Once, you offer to fix him a snack, like Vivatina does for you when you can’t sleep, but he’s never hungry. You make a double portion anyway, and he eats from your plate without taking a bite.


The house never looked the same in the dead of night, when Ashton was awake and staring at the ceiling. He would hear the rats scratching between the walls. When he couldn’t sleep, he’d slip downstairs with a book or his Bible and read at the kitchen table. It was the only time he ever got peace in the house.

He was ten, terrified of the nothing, when he turned on the kitchen light to find something already sitting in his place at the head of the table. A woman, a long white dress and dark skin. The head of a goat, long horns, longer fingers. She opened her hand, motioned to the seat to her right. Ashton shook his head, trying to do something other than scream. Her fingers curled, and she pointed, more forcefully. He sat. Not next to her, not like she wanted, but at the other end of the table. He opened his book and sank into the wooden chair, trying to block as much of her as he could.
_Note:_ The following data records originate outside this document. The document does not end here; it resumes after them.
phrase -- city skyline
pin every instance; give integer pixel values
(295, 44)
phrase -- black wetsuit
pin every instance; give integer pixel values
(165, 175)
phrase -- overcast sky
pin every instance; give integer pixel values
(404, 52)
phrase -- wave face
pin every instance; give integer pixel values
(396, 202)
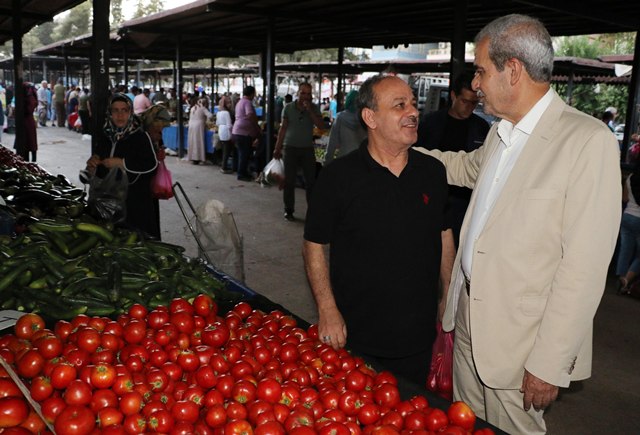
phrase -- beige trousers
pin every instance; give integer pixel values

She chittered, chirped, warbled, sang like a mourning dove. He watched as the ink melted off the pages. He bit at his lip, screwed his eyes shut, anything to make her stop. He saw her in his mind’s eye instead. She stood, her dress shifting from white to red to water to black. She put her arms out. She walked through the table. She disappeared under it. He couldn’t move.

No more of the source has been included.